If one considers this a significant drawback, the issue might be addressed by limiting commodification to narrow categories, like covering funeral expenses, that are less likely to change attitudes toward voluntary donations. Of course, truly altruistic individuals should not be affected by the ability of others to sell their organs, because they could still donate their organs for free – or donate their remuneration to charity.

To Pay or Not to Pay

It’s worth repeating: the gap between supply and demand for organs isn’t going to be closed by some clever change that makes the current altruism-based system more efficient. While there is still much that can be done in this regard – changing the current opt-in system for donors to an opt-out system is a big one – there is no true fix in sight. Covid-19 will only exacerbate the shortage in the near term, reducing voluntary donations and increasing the demand for organs by recovering victims of the virus.

Nor do I believe we could expect a straightforward meeting of the minds sometime down the road, in which goodwill and rationality prevail to produce some sort of well-regulated commodification. A lot of people with religious or ideological objections flat out reject the utilitarian view that the end of saving lives justifies the means.

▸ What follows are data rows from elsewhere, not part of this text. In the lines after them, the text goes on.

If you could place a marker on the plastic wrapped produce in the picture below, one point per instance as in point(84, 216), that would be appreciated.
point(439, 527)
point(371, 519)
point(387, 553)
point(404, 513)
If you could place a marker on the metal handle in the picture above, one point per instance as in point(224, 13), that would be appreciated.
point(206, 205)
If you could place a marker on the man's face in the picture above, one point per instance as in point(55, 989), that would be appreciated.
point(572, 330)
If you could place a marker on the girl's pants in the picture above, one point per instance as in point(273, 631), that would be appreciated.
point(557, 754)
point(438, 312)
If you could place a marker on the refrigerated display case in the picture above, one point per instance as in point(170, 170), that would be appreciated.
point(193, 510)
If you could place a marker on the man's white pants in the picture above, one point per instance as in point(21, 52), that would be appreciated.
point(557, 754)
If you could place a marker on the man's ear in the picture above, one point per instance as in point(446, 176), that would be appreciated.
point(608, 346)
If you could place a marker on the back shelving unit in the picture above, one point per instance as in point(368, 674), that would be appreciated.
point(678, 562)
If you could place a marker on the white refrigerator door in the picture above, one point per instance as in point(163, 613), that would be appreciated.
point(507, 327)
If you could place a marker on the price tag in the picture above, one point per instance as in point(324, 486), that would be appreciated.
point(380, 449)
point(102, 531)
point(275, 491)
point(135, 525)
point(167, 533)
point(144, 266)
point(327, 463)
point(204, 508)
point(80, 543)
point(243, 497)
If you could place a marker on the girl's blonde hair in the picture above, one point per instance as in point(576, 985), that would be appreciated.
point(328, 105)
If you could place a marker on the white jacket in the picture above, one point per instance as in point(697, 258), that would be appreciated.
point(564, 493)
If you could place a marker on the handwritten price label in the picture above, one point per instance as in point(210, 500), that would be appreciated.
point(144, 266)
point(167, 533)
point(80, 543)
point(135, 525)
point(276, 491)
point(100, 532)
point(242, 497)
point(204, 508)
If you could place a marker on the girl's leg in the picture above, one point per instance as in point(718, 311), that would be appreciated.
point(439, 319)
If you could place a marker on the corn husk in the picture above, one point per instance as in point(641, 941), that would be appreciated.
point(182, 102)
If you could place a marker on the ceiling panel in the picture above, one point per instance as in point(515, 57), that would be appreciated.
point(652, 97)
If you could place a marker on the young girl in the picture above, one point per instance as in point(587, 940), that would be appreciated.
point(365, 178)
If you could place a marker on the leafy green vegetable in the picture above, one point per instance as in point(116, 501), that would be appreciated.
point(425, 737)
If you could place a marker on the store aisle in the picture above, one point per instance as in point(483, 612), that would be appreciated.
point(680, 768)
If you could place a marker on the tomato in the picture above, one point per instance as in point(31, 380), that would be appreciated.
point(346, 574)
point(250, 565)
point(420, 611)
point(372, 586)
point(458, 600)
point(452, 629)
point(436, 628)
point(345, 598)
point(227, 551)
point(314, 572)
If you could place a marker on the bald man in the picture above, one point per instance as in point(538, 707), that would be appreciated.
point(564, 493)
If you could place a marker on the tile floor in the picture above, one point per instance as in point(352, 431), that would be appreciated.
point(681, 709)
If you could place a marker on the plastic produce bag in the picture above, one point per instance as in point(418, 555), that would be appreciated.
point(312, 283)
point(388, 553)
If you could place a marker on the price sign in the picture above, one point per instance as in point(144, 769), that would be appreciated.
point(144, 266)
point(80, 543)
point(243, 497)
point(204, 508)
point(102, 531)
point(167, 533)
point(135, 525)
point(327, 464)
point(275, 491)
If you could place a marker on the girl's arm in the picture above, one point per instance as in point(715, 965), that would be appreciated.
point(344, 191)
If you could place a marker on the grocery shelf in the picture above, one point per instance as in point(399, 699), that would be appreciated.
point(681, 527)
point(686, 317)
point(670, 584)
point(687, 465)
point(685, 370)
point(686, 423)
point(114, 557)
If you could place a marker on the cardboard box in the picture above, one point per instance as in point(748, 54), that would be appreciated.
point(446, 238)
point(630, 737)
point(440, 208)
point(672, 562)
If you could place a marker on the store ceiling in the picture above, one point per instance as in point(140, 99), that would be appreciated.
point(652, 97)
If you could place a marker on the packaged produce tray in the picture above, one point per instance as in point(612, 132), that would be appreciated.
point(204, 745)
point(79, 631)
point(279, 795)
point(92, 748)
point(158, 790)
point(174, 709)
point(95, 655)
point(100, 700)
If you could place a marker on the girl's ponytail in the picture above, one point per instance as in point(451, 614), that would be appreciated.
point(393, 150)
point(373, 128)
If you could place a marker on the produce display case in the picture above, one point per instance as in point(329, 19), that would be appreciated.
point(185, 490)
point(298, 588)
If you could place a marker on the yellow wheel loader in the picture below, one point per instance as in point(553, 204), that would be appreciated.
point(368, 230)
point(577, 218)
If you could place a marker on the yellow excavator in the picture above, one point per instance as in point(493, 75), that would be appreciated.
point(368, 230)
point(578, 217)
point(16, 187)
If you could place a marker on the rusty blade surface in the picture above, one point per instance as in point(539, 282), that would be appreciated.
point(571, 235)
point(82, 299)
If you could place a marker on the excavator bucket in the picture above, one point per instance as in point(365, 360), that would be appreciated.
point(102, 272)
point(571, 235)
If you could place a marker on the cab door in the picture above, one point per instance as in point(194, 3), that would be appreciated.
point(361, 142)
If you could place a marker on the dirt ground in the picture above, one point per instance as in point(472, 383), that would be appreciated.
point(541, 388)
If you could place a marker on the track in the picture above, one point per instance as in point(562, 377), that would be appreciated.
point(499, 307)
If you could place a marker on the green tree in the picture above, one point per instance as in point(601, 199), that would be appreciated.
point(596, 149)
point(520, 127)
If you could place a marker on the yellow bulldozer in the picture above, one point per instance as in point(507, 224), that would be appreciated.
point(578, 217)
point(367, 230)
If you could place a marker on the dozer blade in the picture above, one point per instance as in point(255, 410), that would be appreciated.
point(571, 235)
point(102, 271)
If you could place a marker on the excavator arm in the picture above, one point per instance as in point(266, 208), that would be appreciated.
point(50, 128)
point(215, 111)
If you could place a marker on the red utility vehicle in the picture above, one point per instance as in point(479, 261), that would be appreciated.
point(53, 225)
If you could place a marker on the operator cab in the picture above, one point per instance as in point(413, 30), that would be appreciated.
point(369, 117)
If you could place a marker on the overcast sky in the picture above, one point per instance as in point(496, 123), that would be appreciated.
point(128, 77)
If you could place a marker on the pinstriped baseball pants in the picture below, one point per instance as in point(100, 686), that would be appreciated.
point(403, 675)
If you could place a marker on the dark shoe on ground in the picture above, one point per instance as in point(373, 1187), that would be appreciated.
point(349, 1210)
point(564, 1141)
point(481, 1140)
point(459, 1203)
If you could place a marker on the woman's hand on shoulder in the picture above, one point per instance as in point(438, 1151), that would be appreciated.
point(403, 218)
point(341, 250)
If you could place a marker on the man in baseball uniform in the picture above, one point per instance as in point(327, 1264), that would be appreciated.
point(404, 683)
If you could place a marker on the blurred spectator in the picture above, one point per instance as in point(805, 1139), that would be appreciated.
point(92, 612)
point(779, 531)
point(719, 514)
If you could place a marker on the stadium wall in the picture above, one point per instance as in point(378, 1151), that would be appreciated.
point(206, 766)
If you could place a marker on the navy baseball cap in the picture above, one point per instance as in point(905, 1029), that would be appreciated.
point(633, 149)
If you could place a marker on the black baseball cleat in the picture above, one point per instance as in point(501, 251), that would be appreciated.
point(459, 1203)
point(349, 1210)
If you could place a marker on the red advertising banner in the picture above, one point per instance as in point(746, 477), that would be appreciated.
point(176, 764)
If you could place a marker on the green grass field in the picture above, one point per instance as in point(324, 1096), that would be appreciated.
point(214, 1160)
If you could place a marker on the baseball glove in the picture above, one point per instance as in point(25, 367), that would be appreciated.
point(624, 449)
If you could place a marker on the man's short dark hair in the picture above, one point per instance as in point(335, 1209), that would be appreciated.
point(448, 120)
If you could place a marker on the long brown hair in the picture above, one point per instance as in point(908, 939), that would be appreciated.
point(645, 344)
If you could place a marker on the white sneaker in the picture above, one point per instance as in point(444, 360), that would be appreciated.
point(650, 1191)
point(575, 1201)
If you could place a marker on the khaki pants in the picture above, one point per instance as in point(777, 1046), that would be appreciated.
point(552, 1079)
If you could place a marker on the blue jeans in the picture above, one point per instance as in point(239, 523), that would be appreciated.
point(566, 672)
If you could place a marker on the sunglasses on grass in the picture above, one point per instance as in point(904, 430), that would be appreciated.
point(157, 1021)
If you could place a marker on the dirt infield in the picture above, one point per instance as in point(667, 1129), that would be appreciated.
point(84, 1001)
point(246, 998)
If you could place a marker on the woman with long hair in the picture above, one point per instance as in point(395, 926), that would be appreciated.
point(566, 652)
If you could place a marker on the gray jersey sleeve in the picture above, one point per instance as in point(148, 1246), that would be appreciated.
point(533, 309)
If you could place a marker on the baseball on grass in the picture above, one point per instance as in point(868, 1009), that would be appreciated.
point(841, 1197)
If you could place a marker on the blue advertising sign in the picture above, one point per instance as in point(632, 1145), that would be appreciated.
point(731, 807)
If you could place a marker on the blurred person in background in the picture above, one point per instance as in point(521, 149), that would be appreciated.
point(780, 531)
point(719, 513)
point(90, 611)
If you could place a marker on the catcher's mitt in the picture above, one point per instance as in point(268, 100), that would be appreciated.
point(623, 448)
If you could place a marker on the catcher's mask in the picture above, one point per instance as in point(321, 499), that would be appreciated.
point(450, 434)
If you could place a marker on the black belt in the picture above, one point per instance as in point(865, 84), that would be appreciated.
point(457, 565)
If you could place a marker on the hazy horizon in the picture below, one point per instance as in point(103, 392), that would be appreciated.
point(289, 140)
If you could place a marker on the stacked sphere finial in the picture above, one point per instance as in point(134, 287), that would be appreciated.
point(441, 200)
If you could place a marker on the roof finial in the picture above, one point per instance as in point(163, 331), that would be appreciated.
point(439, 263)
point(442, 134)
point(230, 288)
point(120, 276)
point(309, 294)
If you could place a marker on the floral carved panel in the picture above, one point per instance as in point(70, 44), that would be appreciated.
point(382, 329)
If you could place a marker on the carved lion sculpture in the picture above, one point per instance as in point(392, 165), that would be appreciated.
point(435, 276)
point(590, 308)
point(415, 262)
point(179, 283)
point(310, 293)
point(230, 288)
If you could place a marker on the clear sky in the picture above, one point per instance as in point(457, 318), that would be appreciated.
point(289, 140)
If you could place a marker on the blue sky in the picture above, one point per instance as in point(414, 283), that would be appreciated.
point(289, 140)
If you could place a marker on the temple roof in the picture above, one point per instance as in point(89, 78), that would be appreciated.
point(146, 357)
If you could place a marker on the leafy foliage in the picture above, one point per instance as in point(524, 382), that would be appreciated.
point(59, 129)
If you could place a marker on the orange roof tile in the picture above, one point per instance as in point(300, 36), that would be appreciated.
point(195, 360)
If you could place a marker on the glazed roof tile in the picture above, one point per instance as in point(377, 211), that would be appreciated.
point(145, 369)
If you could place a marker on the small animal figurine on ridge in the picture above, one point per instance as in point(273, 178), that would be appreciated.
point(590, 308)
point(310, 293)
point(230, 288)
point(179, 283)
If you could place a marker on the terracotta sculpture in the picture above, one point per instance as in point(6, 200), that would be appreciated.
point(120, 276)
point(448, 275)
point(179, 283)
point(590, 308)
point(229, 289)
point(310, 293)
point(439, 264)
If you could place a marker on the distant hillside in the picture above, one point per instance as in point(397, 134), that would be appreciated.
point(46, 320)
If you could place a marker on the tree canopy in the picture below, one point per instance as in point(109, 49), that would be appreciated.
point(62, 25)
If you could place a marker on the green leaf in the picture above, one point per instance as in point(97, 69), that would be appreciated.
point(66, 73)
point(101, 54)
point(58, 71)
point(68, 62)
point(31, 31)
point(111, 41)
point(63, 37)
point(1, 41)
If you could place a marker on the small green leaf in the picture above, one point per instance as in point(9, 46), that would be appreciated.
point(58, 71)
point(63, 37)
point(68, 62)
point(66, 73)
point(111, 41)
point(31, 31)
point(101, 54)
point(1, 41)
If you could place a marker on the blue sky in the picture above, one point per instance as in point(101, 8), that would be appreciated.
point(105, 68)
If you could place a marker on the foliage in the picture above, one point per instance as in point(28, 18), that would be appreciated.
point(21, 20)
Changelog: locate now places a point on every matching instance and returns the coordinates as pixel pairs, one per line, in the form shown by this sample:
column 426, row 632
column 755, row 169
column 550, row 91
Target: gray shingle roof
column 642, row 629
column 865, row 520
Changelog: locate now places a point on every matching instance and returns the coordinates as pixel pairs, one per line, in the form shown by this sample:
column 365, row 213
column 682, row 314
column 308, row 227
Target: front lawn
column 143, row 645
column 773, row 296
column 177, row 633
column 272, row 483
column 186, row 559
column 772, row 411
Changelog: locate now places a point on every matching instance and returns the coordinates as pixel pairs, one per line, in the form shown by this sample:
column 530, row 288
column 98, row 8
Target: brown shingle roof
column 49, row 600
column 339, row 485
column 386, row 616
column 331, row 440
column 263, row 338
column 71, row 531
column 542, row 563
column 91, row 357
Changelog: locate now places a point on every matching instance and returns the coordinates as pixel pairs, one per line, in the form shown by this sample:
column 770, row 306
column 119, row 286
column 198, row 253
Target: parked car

Adding to the opposition to commodification is the reality that any change that sharply increases the supply of organs would create losers as well as winners. We don’t know how dialysis providers would respond to any sort of commodification proposal, but we can guess. The two largest providers have not in the past shied away from making their views known: they’ve spent $75 million in campaign contributions and lobbying since 2011.

• • •

Arguably the best hope for meeting future demand is the sort of incremental reform discussed above, which introduces commodification in an unthreatening way and slowly modifies public opinion. For all the hand-wringing about the difficulty of institutional reform in America, it does happen, and sometimes fairly rapidly – think of the success of the movements for marijuana legalization and gay marriage. And in the case of the transplantation system, change has natural allies in the growing numbers who will need transplants and won’t be able to obtain them.